AlixPartners expects the largest impact to production in the second quarter and then progressively get better during the second half of the year and into 2022, Hearsch told CNBC.

“By Q3, there’s enough to get everybody back up and running for the most part,” he said. “And then in Q4, we should get humming again and then next year get back to normal, hopefully.”

That doesn’t mean supply constraints will be completely solved next year, but Hearsch said automakers should have enough semiconductors to produce as many vehicles as they want.

The global automotive industry is an extremely complex system of retailers, automakers and suppliers. The last group includes larger suppliers such as Robert Bosch or Continental AG that source chips for their products from smaller, more-focused chip manufacturers such as Renesas or NXP Semiconductors.

Much of the problem begins at the bottom of the supply chain involving wafers. The wafers are used with the small semiconductor to create a chip that’s then put into modules for things like steering, brakes and infotainment systems.

The origin of the shortage dates to early last year when Covid caused rolling shutdowns of vehicle assembly plants. As the facilities closed, the wafer and chip suppliers diverted the parts to other sectors such as consumer electronics, which weren’t expected to be as hurt by stay-at-home orders.

Hearsch said the top priority for companies right now is “mitigating the best they can the short-term effects of this disruption,” which may include everything from renegotiating contracts to managing the expectations of lenders and investors.

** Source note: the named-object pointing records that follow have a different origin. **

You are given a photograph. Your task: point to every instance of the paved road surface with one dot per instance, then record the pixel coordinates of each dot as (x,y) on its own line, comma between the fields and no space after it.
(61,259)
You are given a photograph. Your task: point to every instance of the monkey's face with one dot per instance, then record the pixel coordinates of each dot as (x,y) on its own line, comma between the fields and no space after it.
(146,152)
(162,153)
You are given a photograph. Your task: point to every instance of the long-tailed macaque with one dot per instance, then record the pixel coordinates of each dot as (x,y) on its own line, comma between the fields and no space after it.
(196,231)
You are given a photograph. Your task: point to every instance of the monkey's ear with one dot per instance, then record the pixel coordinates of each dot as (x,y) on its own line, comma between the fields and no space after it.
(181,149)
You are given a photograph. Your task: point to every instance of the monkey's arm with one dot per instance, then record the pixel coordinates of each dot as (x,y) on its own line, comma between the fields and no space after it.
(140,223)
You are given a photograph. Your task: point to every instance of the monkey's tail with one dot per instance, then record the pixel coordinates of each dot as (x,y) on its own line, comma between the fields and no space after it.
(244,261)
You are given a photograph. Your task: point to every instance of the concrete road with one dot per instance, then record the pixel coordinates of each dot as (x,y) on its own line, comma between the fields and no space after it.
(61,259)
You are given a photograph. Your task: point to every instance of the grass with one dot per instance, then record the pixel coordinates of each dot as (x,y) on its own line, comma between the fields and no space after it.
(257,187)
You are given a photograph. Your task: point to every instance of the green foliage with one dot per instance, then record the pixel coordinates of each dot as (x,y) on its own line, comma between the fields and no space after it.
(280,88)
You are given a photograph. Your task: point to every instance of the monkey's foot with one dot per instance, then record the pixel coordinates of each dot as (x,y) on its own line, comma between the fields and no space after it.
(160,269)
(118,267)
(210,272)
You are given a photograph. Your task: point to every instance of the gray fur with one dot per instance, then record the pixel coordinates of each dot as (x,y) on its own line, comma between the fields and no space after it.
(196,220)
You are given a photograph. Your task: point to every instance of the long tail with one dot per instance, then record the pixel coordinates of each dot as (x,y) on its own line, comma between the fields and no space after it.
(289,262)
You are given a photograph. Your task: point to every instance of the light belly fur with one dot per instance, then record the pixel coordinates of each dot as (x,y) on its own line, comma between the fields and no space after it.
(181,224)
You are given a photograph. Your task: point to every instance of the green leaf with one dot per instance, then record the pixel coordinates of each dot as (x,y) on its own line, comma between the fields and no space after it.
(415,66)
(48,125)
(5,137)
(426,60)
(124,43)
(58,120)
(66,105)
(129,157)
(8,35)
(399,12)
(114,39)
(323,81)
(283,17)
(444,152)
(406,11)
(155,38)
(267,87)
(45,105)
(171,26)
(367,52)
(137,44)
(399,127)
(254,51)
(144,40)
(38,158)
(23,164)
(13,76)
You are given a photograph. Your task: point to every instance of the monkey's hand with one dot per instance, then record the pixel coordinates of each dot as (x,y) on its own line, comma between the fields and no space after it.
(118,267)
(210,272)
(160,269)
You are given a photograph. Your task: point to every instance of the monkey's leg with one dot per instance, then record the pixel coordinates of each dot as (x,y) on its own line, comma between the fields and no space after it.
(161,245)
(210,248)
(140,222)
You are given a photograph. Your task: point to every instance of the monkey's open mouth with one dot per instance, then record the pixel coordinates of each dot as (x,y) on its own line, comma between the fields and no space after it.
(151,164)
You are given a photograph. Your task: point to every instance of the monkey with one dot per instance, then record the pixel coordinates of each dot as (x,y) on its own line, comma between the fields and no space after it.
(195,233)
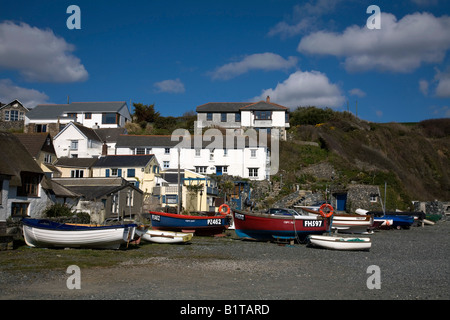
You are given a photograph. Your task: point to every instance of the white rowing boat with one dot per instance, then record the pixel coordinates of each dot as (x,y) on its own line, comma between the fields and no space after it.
(341,243)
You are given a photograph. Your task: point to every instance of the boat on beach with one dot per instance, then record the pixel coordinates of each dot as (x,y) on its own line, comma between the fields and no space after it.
(266,226)
(197,224)
(352,223)
(340,243)
(161,236)
(43,233)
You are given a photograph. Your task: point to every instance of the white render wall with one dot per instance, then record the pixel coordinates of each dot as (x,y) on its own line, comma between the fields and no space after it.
(237,160)
(86,148)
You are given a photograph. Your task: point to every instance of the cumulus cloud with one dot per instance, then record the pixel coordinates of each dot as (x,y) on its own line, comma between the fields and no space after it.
(357,92)
(170,86)
(259,61)
(399,46)
(443,84)
(38,54)
(304,18)
(305,88)
(29,97)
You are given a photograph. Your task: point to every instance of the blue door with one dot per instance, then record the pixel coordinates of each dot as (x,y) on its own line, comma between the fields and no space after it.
(341,200)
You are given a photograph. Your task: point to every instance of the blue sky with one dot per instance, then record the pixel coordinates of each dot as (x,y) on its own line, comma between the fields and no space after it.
(181,54)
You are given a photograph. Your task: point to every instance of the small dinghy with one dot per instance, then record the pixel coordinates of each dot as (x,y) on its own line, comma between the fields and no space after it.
(340,243)
(160,236)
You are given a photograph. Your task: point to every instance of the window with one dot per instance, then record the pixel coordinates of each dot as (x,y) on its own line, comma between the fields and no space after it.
(201,169)
(109,118)
(140,150)
(73,144)
(30,185)
(47,158)
(76,173)
(19,209)
(131,173)
(253,172)
(263,115)
(115,203)
(41,128)
(130,198)
(13,115)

Stellantis CEO Carlos Tavares said the automaker, which was formed in January through a merger between Fiat Chrysler and French automaker PSA Groupe, isn’t ruling out ways to be repaid by suppliers for the parts problem.

“It’s too soon to say. We don’t know yet the total of the financial impact … It’s going to be massive,” he said Wednesday during the during the Financial Times Future of the Car Digital Summit. “But it’s clear that it’s a competitive game … we will not exclude that possibility.”